New research teaches ASR to recognize laughter, coughs, and cries
Sparse annotations of non-verbal sounds overcome with three data-centric strategies
A new paper from an international team of researchers (Gene Yang, Haibin Wu, and others) addresses a major blind spot in modern automatic speech recognition (ASR) systems: non-verbal vocalizations (NVs) such as laughter, breaths, coughs, and cries. These sounds carry crucial conversational and affective information but are typically omitted because NV annotations are sparse and follow a long-tail distribution—common events like laughter dominate, while rare ones like crying are poorly recognized. The study, submitted to arXiv in July 2026, introduces three data-centric strategies to improve low-resource NV recognition.

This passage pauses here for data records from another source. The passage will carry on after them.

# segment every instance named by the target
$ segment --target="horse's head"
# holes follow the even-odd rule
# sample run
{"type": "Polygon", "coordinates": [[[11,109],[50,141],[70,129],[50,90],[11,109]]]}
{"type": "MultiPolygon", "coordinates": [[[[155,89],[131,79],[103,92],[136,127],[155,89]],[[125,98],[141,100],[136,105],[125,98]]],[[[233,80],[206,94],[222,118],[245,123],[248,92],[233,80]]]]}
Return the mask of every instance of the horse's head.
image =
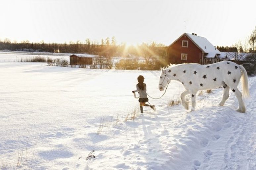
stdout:
{"type": "Polygon", "coordinates": [[[168,77],[166,74],[166,69],[161,68],[161,75],[160,79],[159,80],[159,90],[161,91],[164,90],[168,84],[171,82],[171,80],[168,77]]]}

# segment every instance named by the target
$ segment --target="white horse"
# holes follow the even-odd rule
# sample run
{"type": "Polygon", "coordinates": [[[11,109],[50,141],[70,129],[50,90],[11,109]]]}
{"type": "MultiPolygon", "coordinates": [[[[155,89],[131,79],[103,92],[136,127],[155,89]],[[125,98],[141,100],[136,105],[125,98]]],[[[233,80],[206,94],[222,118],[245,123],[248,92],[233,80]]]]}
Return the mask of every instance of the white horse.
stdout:
{"type": "Polygon", "coordinates": [[[224,105],[229,97],[230,88],[238,99],[239,107],[237,110],[245,112],[242,94],[237,87],[241,78],[243,96],[250,97],[247,72],[241,65],[230,61],[223,61],[207,65],[197,63],[173,64],[166,69],[161,68],[161,70],[159,89],[164,90],[171,80],[181,83],[186,89],[181,94],[182,104],[185,108],[188,109],[189,101],[186,100],[185,97],[190,94],[191,99],[191,112],[195,109],[197,91],[223,86],[223,95],[219,105],[224,105]]]}

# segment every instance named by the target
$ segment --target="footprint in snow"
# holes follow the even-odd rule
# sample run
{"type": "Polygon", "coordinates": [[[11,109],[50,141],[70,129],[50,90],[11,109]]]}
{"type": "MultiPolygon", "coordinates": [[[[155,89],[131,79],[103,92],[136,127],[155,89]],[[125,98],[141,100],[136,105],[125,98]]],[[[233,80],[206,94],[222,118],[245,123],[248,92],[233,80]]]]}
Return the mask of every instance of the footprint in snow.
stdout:
{"type": "Polygon", "coordinates": [[[208,144],[209,140],[206,138],[204,138],[201,141],[201,145],[203,146],[206,147],[208,144]]]}
{"type": "Polygon", "coordinates": [[[194,169],[198,169],[200,168],[201,166],[201,163],[200,161],[198,160],[195,160],[194,161],[194,169]]]}
{"type": "Polygon", "coordinates": [[[216,140],[219,139],[221,137],[220,135],[218,134],[214,135],[214,138],[215,138],[216,140]]]}

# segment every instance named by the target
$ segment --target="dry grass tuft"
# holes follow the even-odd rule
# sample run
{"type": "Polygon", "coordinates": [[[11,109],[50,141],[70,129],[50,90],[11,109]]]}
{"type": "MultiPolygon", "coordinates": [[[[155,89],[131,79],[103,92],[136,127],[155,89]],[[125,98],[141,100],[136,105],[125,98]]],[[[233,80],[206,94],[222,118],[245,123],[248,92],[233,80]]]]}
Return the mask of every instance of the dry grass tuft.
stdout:
{"type": "Polygon", "coordinates": [[[173,97],[168,102],[168,106],[173,106],[175,105],[178,105],[181,104],[181,100],[179,97],[177,97],[174,98],[173,97]]]}

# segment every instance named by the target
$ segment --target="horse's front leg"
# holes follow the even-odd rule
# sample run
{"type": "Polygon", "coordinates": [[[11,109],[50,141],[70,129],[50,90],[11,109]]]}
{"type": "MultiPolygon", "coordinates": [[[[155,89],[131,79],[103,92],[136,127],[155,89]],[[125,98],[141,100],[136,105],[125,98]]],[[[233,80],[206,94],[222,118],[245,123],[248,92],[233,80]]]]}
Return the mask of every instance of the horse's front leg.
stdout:
{"type": "Polygon", "coordinates": [[[189,101],[186,101],[186,95],[189,94],[189,92],[187,90],[185,90],[181,94],[181,104],[185,109],[189,109],[189,101]]]}
{"type": "Polygon", "coordinates": [[[190,112],[195,110],[195,107],[196,106],[196,101],[195,99],[197,92],[196,91],[190,91],[190,97],[191,99],[191,109],[190,111],[190,112]]]}

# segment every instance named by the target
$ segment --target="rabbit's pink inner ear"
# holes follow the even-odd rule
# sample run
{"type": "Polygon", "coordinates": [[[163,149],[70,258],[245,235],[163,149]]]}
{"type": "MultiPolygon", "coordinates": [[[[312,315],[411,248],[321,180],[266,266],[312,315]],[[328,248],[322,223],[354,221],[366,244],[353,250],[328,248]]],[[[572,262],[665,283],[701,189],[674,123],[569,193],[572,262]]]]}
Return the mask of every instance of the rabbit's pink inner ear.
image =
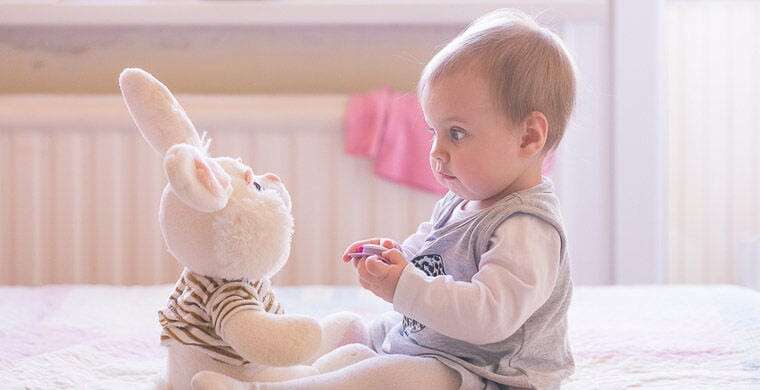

First, a two-stage curriculum approach: ASR models first learn to map all NVs to a single generic token, then fine-tune on specific target categories. Second, inter-token transfer leverages shared acoustic structure from high-resource events (e.g., laughter, breath) to improve rare event detection (e.g., crying). Third, voice-conversion augmentation with class balancing synthetically generates diverse NV examples. Experiments demonstrate that these methods significantly boost rare-category detection without harming lexical transcription accuracy. The work opens the door to ASR systems that understand not just words, but the complete human vocal signal.
- Two-stage curriculum maps all NVs to a generic token before fine-tuning on specific categories
- Inter-token transfer uses acoustic similarity between common and rare vocalizations to improve rare event detection
- Voice-conversion augmentation with class balancing generates synthetic NV examples to address data sparsity
Why It Matters
ASR systems become more context-aware, capturing emotional and conversational cues beyond words.